The Idea of University

The Idea of University and the Future of Knowledge.
Views from the Humanities

September 19—20, 2013

Check the video archive of the conference here.

The relation between the university as the location of academic and scientific excellence and its civic environment, i.e. its social, cultural and political contexts, is rapidly changing.

What are these changes and how can we deal with them? What is the social responsibility of the university in the contemporary world?

On September 19 and 20 2013 the Centre for the Humanities organized a conference on the subject The Idea of University and the Future of Knowledge. Views from the Humanities.

This conference aimed to investigate the questions mentioned above. It also raised the question of what it means to be a learned and critical citizen of the world today and what the university’s role ought to be in forming the citizens of the future.

In a context of neo-liberal economics and general financial crisis, political and economic leaders have approached the question of the function of the university today through a new emphasis on vocational training, economic relevance and a downgrading of the value of the Humanities.
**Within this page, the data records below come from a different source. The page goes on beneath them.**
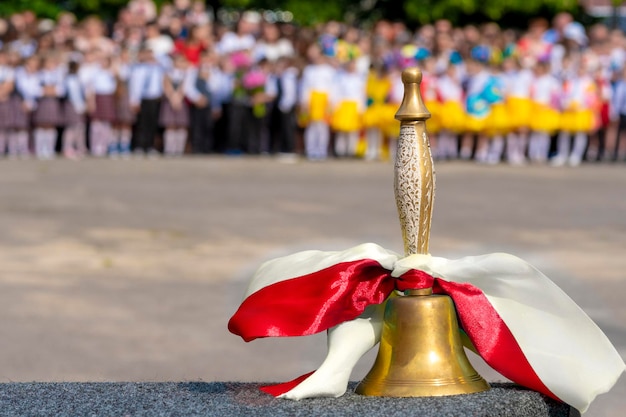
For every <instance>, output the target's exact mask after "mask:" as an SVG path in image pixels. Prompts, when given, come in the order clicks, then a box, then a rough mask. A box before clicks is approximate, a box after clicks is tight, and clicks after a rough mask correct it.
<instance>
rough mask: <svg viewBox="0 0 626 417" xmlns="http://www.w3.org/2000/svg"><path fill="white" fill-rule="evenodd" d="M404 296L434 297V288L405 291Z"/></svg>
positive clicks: (418, 288) (411, 289)
mask: <svg viewBox="0 0 626 417" xmlns="http://www.w3.org/2000/svg"><path fill="white" fill-rule="evenodd" d="M404 295H421V296H424V295H433V289H432V287H428V288H413V289H410V290H404Z"/></svg>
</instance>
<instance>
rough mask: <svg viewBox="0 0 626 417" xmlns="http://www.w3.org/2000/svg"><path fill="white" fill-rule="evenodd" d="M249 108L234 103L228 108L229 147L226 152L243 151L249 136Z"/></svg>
mask: <svg viewBox="0 0 626 417" xmlns="http://www.w3.org/2000/svg"><path fill="white" fill-rule="evenodd" d="M248 112H249V110H248V107H247V106H246V105H245V104H243V103H238V102H236V101H233V102H231V103H230V106H229V108H228V145H227V146H226V152H234V151H242V150H243V145H244V143H245V144H247V136H248V128H249V126H248V124H247V123H246V122H247V118H248V117H247V116H248Z"/></svg>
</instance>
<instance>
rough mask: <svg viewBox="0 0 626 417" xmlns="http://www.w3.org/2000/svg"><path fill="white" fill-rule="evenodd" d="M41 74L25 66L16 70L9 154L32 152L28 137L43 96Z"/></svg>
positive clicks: (26, 152)
mask: <svg viewBox="0 0 626 417" xmlns="http://www.w3.org/2000/svg"><path fill="white" fill-rule="evenodd" d="M41 94H42V90H41V84H40V80H39V74H38V73H36V72H28V71H26V69H25V68H24V67H19V68H17V69H16V70H15V92H14V94H13V95H12V96H11V118H10V121H11V122H10V127H11V129H12V131H11V133H10V135H9V144H8V151H9V156H12V157H16V156H21V157H26V156H28V155H29V154H30V151H29V146H28V137H29V130H30V126H31V124H30V119H31V114H32V111H33V110H34V109H35V106H36V105H37V99H38V98H39V97H40V96H41Z"/></svg>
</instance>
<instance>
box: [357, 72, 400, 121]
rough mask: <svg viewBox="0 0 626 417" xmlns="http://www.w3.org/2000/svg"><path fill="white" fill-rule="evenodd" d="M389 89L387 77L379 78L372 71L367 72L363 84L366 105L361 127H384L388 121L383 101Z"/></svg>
mask: <svg viewBox="0 0 626 417" xmlns="http://www.w3.org/2000/svg"><path fill="white" fill-rule="evenodd" d="M390 90H391V82H390V80H389V79H388V78H386V77H383V78H380V77H378V76H376V74H374V73H370V74H369V76H368V77H367V83H366V85H365V94H366V96H367V103H368V107H367V109H366V110H365V112H364V113H363V120H362V121H363V127H365V128H379V129H382V130H384V129H385V125H386V124H387V123H388V120H387V114H388V111H386V109H385V108H386V107H387V105H386V104H385V103H386V101H387V97H388V96H389V91H390ZM392 120H393V118H392Z"/></svg>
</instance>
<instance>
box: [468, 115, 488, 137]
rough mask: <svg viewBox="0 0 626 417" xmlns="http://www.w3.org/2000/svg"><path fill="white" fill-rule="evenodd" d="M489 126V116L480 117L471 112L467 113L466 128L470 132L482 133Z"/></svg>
mask: <svg viewBox="0 0 626 417" xmlns="http://www.w3.org/2000/svg"><path fill="white" fill-rule="evenodd" d="M486 126H487V116H485V117H478V116H473V115H471V114H466V115H465V130H467V131H468V132H470V133H482V132H483V131H484V130H485V127H486Z"/></svg>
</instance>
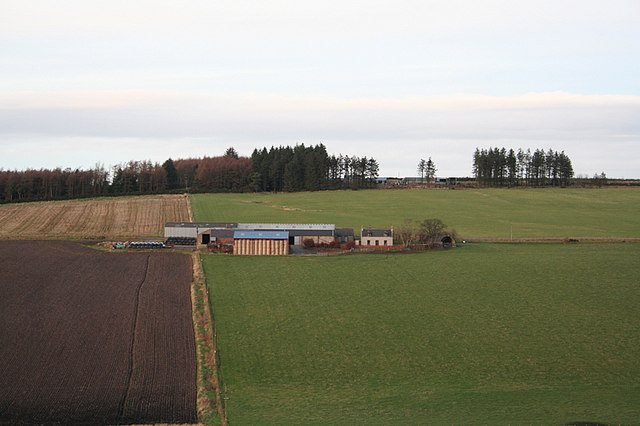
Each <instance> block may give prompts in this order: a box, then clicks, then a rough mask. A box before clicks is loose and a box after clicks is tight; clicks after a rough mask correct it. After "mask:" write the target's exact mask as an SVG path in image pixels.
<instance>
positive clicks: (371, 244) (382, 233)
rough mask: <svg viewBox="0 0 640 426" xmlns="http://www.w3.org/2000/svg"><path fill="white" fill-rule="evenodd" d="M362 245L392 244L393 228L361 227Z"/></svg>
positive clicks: (392, 239)
mask: <svg viewBox="0 0 640 426" xmlns="http://www.w3.org/2000/svg"><path fill="white" fill-rule="evenodd" d="M360 245H361V246H369V247H378V246H392V245H393V228H391V229H373V228H365V227H361V228H360Z"/></svg>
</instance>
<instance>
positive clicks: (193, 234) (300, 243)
mask: <svg viewBox="0 0 640 426" xmlns="http://www.w3.org/2000/svg"><path fill="white" fill-rule="evenodd" d="M225 231H226V232H225ZM233 231H273V232H288V233H289V236H288V239H289V245H302V242H303V241H304V240H308V239H310V240H312V241H313V242H314V243H315V244H322V243H326V244H329V243H331V242H333V241H334V240H335V238H336V226H335V225H333V224H299V223H198V222H195V223H191V222H171V223H167V224H166V225H165V228H164V236H165V239H169V238H172V239H176V238H189V241H193V243H192V244H196V243H197V244H208V243H209V242H220V243H224V242H230V238H232V236H231V232H233ZM220 239H223V240H224V239H226V241H220Z"/></svg>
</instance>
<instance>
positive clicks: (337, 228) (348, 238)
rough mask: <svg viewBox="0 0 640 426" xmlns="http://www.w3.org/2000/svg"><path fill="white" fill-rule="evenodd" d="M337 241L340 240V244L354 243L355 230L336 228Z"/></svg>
mask: <svg viewBox="0 0 640 426" xmlns="http://www.w3.org/2000/svg"><path fill="white" fill-rule="evenodd" d="M336 240H338V242H339V243H340V244H346V243H349V242H352V241H354V240H355V236H354V233H353V228H336Z"/></svg>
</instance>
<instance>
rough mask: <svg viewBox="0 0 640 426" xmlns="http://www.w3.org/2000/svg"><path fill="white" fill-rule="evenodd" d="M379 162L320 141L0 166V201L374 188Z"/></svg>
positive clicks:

The effects of these pressures on disciplinary formation and innovation are complex and penetrate well beyond the teaching curricula of universities to reshape the very idea of ‘research’ and its value to society.

In response, academics from all disciplines have rallied to defend the institution of the university as a bastion of academic freedom and critical thinking, as well as the producer of scientific excellence. The Humanities are at the centre of the current defence of the university, as they embody some of its core values. Whether this movement of resistance results in restating the traditional definition of humanistic values, or whether it results in a call to adapt the Humanities curriculum to the new pressures it faces today, is another key question this conference addressed.
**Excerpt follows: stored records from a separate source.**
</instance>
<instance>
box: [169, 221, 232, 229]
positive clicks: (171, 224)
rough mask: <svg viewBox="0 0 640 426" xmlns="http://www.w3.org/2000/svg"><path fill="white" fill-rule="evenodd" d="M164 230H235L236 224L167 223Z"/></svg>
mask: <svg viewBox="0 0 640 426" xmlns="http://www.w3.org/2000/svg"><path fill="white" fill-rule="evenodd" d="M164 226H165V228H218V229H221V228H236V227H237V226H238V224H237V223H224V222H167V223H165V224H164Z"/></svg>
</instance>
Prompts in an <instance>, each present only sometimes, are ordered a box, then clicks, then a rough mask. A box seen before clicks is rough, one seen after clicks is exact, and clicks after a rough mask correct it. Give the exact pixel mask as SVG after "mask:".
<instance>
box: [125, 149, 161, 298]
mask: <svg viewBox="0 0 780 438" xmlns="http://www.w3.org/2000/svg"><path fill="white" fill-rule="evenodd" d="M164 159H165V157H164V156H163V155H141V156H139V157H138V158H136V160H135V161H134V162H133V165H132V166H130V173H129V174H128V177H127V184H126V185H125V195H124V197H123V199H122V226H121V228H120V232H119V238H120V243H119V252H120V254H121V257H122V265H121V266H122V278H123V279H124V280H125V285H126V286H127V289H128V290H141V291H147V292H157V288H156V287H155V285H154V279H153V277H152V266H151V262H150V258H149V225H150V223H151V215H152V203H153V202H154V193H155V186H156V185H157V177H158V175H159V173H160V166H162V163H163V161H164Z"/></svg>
The balance between tradition and innovation needs to be debated and struck again, both in the Humanities and in the university as a whole. To what an extent can the contemporary university  cultivate a high level of social awareness in responding to the demands by civil society, the labour market, global culture and the corporate world, while remaining loyal to its century-old mission of pursuing scientific excellence for its own sake? What is the role of the Humanities in facing this challenge?

The program also addressed the question of ‘what counts as knowledge’ in this new arena of ‘universitas’. How do the digital, the cognitive and sustainability play a role in the future ‘eco system’ of the university?

The conference aimed at assessing recent efforts to redefine the parameters for a new interaction between the university and its local and global civic context.